3-D holographic video conferencing is real? Help me, Obi-Wan Kenobi!
Skype and video iChat are great, but traditional video conferencing tools are so two-dimensional. Just imagine if you could talk to a friend or colleague in holographic 3-D.
Well, you may soon be able to. Researchers at Queen’s University have created a life-sized, 3-D video conferencing pod that allows users to see the person they are talking to in 360-degree holographic-like clarity.
They call it the TeleHuman.
But before images of Princess Leia telling Obi-Wan Kenobi that he is her only hope start dancing in your head, know that the 3-D holographic image only works if you have what looks like a giant cylindrical floor lamp made of acrylic that can display the life-sized 3-D holographic image in your home or office.
It’s clunky, and it’s expensive, but it’s still cool.
This innovation in video conferencing comes to you courtesy of Roel Vertegaal, director of the Human Media Lab at Queen’s Universtiy in Canada.

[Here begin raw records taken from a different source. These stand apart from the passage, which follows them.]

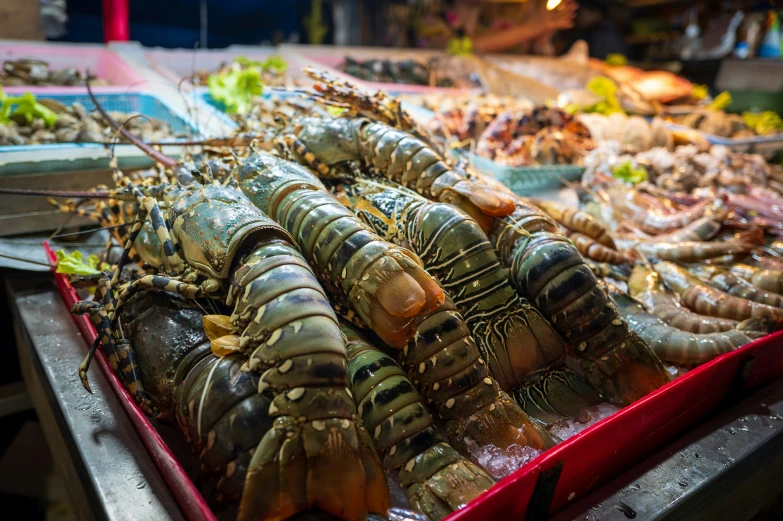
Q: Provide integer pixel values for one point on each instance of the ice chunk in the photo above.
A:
(676, 370)
(568, 428)
(497, 462)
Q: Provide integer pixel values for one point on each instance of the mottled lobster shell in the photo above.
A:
(212, 223)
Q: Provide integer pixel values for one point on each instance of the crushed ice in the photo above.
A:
(497, 462)
(567, 428)
(399, 498)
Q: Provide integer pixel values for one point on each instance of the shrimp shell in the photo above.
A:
(577, 221)
(693, 251)
(592, 249)
(645, 285)
(674, 345)
(705, 299)
(770, 280)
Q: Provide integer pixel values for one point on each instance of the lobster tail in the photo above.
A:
(626, 373)
(294, 466)
(444, 364)
(441, 481)
(384, 284)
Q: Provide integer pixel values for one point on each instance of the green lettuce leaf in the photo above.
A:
(275, 63)
(720, 102)
(700, 92)
(615, 59)
(627, 173)
(607, 89)
(236, 88)
(75, 264)
(27, 107)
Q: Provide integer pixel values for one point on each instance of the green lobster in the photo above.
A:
(518, 343)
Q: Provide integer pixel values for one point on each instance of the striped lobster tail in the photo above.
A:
(383, 283)
(290, 334)
(517, 343)
(436, 478)
(547, 269)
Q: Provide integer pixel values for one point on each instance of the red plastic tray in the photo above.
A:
(583, 461)
(185, 493)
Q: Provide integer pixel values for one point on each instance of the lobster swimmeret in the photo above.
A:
(518, 343)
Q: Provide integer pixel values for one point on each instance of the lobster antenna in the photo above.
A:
(68, 193)
(12, 257)
(160, 157)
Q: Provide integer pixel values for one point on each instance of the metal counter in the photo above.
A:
(730, 467)
(108, 472)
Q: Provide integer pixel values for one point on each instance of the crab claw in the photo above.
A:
(216, 326)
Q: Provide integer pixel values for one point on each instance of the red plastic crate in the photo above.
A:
(101, 63)
(583, 462)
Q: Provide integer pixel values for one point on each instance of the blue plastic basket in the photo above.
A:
(529, 180)
(54, 157)
(146, 104)
(207, 98)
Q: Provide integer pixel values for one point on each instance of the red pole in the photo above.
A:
(116, 26)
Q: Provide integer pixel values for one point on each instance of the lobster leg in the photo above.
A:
(120, 356)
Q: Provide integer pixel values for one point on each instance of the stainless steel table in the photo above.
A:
(730, 467)
(108, 472)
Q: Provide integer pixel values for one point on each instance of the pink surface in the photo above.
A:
(334, 63)
(185, 493)
(588, 458)
(183, 63)
(100, 62)
(116, 24)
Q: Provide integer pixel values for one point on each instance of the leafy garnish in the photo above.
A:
(763, 123)
(616, 59)
(627, 173)
(700, 92)
(236, 88)
(721, 101)
(75, 264)
(460, 46)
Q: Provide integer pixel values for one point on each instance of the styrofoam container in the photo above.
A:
(757, 144)
(572, 468)
(100, 62)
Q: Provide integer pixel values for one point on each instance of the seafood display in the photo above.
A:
(465, 118)
(543, 136)
(736, 126)
(698, 229)
(28, 72)
(44, 121)
(434, 73)
(342, 317)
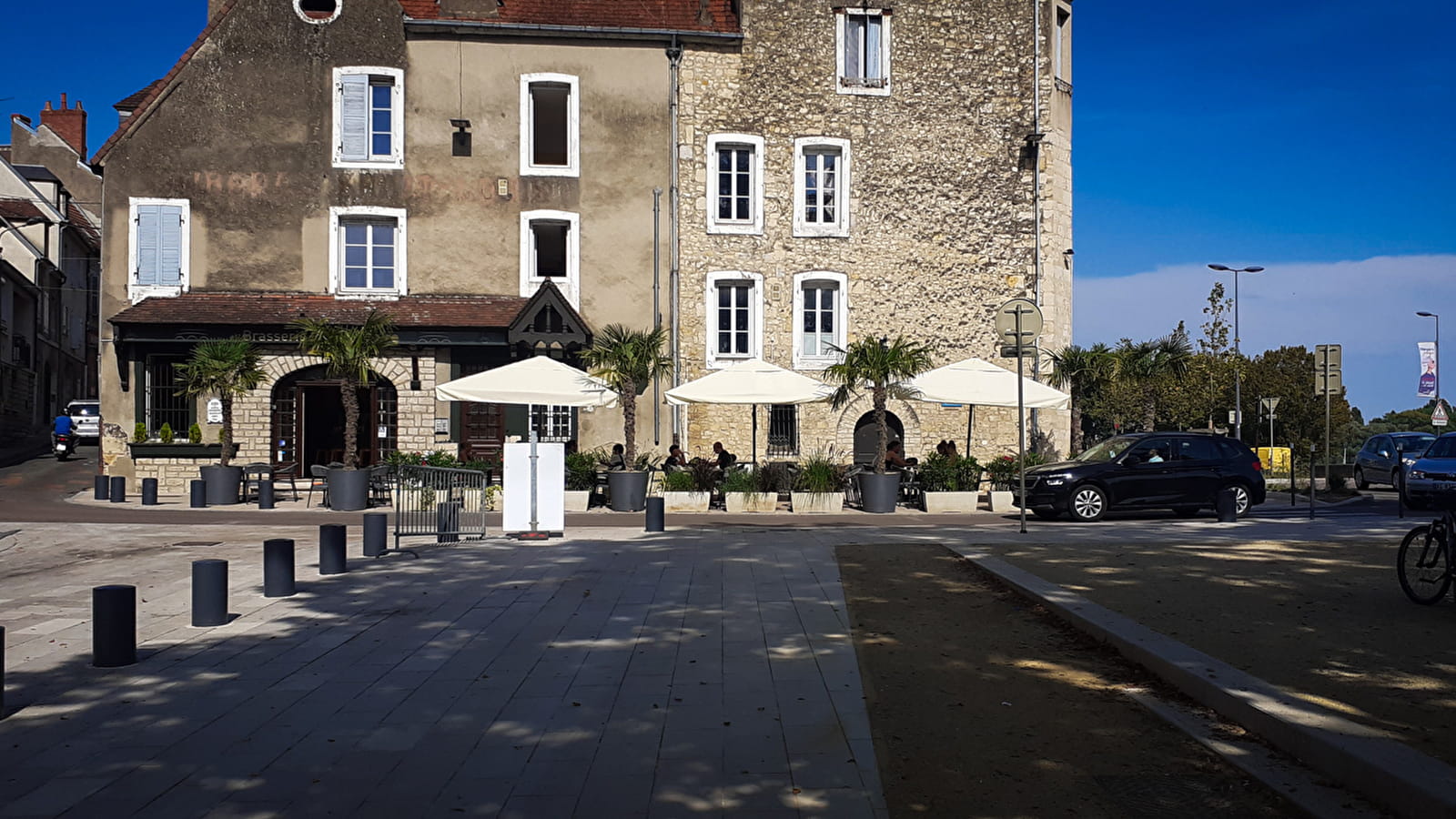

Although holographic video conferencing sounds very futuristic, Vertegaal and his team say they were able to put it together with existing technology.
“We basically stitched together a bunch of Kinect,” said Vertegaal in an interview with The Times, “but it was relatively complicated to get them all to work together.”
In a video about the project, the researchers explain that the pod has six Microsoft Kinect sensors at the top of the display that capture 3-D images as a person walks around the pod, and a 3-D projector in the cylindrical base of the pod creates the holographic effect.
The TeleHuman will only pick up your image if you are standing within roughly eight feet of the acrylic cylinder. Part of that is because of privacy concerns, said Vertegaal, and part of it is because that’s the farthest distance that the Kinects can pick up the image.
The researchers have programmed the Kinects to erase all the background imagery so when you show up in the other person’s pod, all they will see is your 3-D image.
Unlike traditional video conferencing, there is no “calling” or “answering” involved. In order to show up in someone else’s TeleHuman, all you have to do is walk toward your own TeleHuman and the pod on their end will start glowing with your image.
Using the same pod and similar technology, Vertegaal and his team created BodiPod -- an interactive 3-D anatomy model of the human body.
People can walk around the model and peel off layers of tissue to reveal muscles, organs and bone structure with hand signals or voice commands.
Vertegaal said he would like to see the acrylic pods come in different shapes and sizes -- maybe dinosaur shape, or perhaps Viking boat shape.
As for its use as a teleconferencing tool, he said that he thinks the TeleHuman could be available at a $5,000 price point in the next five years.